The National Association of Broadcasters is asking a federal appeals court to block a rule passed by the Federal Communications Commission last month requiring TV stations to post political ad data on the Internet.
In a petition for review filed Monday with the U.S. Court of Appeals in Washington, D.C., the broadcast industry group argues that the rule is “arbitrary, capricious, in excess of the Commission’s statutory authority inconsistent with the First Amendment, and otherwise not in accordance with law.”
The association represents, among others, the parent companies of NBC, CBS, Fox and the broadcasting arm of the Washington Post.
TV stations have long been required to keep detailed information about who buys political ads, how much they paid, and when spots run. But the information is currently kept only on paper at stations. The FCC’s new rule, which has not yet gone into effect, would require stations to post the information to a new government website.

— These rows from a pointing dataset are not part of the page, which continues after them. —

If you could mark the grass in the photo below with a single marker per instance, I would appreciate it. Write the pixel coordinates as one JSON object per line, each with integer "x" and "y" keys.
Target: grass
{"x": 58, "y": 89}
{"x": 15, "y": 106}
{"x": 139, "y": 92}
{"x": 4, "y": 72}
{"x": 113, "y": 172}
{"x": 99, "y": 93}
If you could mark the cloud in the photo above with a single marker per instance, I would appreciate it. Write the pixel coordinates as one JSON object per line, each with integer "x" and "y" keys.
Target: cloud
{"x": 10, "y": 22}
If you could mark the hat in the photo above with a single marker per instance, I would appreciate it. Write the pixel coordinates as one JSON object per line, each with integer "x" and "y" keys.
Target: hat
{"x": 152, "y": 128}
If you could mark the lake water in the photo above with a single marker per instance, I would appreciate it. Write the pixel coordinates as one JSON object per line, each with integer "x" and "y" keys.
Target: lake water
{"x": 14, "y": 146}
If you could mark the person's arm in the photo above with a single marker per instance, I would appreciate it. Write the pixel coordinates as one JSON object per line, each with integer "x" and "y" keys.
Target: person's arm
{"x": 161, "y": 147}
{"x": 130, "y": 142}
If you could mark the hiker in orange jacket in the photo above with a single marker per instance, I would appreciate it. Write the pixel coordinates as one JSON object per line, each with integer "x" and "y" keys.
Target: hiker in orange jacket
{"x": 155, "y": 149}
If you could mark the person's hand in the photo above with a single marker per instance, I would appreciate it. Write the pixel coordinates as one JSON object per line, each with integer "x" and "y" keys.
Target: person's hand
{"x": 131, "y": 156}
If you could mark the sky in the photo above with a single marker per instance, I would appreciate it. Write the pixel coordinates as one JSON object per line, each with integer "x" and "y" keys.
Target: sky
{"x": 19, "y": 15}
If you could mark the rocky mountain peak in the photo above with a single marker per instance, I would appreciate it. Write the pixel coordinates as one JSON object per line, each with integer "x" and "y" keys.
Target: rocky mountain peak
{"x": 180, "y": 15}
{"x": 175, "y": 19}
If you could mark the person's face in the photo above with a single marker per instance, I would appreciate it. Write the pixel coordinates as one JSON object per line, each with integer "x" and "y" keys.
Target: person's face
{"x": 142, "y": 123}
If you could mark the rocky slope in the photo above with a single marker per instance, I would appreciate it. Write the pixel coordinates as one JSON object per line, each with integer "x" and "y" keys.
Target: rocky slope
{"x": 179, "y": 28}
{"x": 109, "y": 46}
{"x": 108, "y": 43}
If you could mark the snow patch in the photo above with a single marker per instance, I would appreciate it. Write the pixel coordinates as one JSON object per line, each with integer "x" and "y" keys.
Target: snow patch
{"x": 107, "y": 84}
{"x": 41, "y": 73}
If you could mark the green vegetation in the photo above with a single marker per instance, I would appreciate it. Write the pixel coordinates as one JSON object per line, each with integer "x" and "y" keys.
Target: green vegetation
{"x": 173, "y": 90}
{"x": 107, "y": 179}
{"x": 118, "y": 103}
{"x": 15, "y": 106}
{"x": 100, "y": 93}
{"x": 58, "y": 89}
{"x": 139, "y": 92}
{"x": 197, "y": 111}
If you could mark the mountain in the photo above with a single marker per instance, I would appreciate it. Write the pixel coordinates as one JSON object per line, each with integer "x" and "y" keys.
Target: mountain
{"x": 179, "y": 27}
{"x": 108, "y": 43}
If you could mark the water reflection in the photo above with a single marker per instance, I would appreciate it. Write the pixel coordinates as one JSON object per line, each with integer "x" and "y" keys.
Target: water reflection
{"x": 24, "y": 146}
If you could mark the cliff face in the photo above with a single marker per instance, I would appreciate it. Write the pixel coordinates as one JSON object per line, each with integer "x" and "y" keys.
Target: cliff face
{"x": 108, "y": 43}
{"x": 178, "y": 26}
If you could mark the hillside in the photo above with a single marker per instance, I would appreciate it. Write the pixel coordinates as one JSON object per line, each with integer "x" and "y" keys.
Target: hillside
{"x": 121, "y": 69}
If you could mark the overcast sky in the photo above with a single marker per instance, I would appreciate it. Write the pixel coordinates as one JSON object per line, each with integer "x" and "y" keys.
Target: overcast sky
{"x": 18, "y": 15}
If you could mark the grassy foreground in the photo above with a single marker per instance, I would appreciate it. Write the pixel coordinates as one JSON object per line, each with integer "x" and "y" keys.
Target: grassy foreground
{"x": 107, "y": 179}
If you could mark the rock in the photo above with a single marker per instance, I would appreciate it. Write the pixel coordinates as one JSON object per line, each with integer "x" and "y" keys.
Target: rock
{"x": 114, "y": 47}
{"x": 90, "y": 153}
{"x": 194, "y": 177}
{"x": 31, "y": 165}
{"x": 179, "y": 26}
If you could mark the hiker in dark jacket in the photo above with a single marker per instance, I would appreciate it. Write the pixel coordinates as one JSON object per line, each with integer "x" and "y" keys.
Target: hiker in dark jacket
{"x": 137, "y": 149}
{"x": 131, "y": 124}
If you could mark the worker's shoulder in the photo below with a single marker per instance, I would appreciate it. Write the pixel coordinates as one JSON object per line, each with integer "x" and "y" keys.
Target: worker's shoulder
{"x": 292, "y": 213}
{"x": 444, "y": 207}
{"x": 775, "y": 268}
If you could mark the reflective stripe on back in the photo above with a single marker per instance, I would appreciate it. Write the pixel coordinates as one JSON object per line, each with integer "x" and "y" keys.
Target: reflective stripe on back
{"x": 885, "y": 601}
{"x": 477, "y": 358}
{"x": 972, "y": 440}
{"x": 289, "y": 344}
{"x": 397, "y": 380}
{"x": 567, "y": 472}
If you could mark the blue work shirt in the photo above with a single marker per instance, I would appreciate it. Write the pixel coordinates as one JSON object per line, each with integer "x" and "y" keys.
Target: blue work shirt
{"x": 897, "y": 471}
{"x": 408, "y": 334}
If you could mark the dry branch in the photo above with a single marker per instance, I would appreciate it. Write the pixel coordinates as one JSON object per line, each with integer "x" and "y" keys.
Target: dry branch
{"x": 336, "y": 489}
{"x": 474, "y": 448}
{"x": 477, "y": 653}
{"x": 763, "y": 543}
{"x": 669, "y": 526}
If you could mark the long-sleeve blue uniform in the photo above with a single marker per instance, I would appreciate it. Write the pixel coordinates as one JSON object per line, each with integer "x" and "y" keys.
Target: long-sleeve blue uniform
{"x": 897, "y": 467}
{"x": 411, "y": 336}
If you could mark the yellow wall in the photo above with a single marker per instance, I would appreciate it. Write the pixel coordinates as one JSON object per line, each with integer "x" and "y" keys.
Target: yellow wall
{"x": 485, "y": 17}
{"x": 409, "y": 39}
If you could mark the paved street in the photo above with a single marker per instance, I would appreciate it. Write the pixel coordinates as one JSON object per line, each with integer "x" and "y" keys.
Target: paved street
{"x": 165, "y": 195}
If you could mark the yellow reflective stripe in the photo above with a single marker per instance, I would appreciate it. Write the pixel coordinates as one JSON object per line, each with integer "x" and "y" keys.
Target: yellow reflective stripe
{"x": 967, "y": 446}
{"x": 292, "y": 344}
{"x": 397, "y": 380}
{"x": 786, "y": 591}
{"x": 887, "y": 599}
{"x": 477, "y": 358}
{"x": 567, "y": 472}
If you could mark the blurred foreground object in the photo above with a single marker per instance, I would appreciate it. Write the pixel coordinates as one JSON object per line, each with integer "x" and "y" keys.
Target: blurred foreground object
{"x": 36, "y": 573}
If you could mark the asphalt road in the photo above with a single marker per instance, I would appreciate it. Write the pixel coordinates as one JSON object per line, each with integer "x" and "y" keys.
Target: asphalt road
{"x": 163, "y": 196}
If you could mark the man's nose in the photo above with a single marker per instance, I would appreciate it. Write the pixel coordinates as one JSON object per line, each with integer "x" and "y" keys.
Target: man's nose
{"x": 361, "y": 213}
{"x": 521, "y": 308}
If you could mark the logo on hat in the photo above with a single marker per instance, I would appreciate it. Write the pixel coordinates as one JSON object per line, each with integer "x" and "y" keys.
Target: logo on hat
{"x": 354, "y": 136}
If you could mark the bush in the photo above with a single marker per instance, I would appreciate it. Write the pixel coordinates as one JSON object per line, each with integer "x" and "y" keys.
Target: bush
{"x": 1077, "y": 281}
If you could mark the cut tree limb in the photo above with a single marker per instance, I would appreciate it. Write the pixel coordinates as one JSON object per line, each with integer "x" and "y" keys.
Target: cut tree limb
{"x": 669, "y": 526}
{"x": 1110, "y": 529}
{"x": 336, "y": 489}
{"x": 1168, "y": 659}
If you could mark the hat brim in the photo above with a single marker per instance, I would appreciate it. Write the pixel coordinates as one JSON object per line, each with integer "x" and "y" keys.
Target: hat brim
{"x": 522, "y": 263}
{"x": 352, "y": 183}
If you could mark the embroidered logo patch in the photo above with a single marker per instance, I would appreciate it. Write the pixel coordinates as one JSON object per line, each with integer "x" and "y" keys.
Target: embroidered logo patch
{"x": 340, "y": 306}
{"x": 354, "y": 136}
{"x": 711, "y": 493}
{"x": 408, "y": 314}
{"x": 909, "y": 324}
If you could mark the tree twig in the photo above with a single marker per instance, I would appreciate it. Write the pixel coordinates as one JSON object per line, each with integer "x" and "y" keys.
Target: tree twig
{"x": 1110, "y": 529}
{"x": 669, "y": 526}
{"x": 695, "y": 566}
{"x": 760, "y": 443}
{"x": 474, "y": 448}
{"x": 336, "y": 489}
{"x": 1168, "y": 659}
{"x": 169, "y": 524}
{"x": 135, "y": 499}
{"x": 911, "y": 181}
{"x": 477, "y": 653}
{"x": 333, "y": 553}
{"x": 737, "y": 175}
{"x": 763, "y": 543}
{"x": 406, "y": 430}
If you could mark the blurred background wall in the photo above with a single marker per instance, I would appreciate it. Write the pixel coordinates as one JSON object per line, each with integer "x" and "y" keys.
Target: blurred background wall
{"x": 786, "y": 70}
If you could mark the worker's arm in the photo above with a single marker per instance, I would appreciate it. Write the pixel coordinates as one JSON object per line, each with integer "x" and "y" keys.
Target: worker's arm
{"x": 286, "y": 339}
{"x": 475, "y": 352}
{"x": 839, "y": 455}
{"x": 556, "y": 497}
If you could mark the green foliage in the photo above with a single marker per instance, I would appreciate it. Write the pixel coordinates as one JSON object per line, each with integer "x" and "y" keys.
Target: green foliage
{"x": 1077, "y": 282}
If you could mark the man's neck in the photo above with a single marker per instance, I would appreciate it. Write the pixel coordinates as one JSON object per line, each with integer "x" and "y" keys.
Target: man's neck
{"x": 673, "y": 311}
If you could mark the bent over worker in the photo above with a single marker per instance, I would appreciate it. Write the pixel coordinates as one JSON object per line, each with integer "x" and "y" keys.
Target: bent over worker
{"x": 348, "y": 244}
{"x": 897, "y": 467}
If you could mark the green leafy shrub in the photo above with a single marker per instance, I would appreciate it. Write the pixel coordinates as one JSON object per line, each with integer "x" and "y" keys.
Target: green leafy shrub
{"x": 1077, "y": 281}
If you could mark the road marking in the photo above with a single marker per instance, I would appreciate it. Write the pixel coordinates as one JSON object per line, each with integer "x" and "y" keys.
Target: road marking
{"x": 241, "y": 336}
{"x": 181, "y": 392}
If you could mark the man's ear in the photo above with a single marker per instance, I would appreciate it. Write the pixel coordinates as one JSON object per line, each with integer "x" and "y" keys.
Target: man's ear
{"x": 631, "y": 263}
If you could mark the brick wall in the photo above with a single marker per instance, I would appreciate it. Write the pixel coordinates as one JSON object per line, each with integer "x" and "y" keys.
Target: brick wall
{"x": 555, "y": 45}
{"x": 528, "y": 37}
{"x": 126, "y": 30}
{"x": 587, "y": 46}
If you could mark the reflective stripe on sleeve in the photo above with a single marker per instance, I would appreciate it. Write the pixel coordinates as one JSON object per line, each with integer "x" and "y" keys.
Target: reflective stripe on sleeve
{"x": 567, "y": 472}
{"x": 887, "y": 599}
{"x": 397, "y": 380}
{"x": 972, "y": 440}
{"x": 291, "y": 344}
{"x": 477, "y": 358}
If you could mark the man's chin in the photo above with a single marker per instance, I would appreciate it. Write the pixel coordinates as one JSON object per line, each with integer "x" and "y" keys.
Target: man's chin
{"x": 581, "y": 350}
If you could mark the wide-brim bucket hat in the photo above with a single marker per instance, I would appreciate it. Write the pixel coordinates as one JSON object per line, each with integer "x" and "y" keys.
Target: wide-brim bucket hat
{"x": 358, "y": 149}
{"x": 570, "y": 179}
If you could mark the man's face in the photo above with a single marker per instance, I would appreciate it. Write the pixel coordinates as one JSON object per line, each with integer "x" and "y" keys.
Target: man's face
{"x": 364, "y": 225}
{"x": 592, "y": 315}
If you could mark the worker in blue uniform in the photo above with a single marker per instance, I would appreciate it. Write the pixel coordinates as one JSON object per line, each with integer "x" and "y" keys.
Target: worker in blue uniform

In its two-page filing Monday, the broadcast association “requests that this Court hold unlawful, vacate, and set aside the FCC Order and grant such other relief as may be necessary and proper under the circumstances.”
As we detailed earlier this year, major media companies had lobbied hard against the rule. They made two primary arguments: first, that posting the information online would be burdensome; and, second, that making ad rate information more accessible would hurt stations’ ability to negotiation with non-political advertisers. By law, stations must extend the lowest ad rates to candidates.
If the broadcasters’ legal appeal fails, the rule could go into effect as early as July.
Reacting to the broadcasters’ filing, an FCC spokesperson said, “The public file rules are a common-sense update by the FCC to move from paper to online access to public information in the digital age. The rules are consistent with Congress’s directive to ensure public availability while providing cost-savings for broadcasters.”